These changes lead to disruption of the
permeability of vascular wall, the formation of microaneurysms, microtrombi
formation, expansion and venules postcapillaries, neoplastic microvascular
microbleeds, education, seals and scarring in the perivascular tissue.
Macroangiopathy
are characterized by an early and intensive development of sclerotic changes in
the walls of arteries of medium and large caliber in patients with diabetes,
one of the main risk factors (fast!) atherosclerosis.
Causes
- Glycosylation of proteins of the basal membrane and interstitial vessel
walls. Modification of protein molecules promotes atherogenesis.

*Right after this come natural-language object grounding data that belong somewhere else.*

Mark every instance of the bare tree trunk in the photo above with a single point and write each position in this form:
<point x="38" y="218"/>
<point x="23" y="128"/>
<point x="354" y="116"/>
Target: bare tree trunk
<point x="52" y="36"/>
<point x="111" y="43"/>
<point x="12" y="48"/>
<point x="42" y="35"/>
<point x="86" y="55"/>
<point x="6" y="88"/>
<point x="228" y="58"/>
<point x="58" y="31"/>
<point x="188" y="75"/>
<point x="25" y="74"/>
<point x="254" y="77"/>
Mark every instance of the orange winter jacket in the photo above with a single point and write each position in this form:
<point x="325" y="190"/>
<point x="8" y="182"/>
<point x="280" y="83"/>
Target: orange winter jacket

- Sorbitol accumulation in the arterial wall.
- Increasing the level of atherogenic LDL and decrease HDL antiatherogenic.

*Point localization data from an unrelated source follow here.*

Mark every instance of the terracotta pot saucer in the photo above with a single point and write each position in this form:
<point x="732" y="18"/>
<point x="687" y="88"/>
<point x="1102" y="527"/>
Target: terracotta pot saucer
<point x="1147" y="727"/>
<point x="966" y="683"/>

- Activation of the synthesis of thromboxane A2 by platelets and other
formed elements of blood. It potentiates the vasoconstriction and platelet
adhesion to vessel walls.
- Stimulation of the proliferation of arterial vessels of smooth muscle cells.
Effects
These (and certain other) changes lead to earlier
and accelerated atherosclerosis, including:
- Calcification and ulceration of atherosclerotic plaques,
- Blood clots,
- Occlusion of the arteries,
- Circulatory disorders of the myocardial tissue with the development
(including infarction), stroke, gangrene (most soft tissues of the foot).
Neuropathy
The symptoms of diabetic neuropathy can occur in
the early stages of the disease in any part of the nervous system. They are one
of the most common causes of disability in patients. Neuropathies are most
pronounced in older patients with chronic diabetes and hyperglycemia
significantly.
Development Mechanisms. At the heart of the development of
neuropathies are metabolic disorders and intraneural blood supply.
Key links in the pathogenesis of diabetic
neuropathy:
- Excessive glycosylation of proteins of the peripheral nerves.
- antibody formation to modified proteins of immune reactions with the development
towards autoaggression antigen nervous tissue.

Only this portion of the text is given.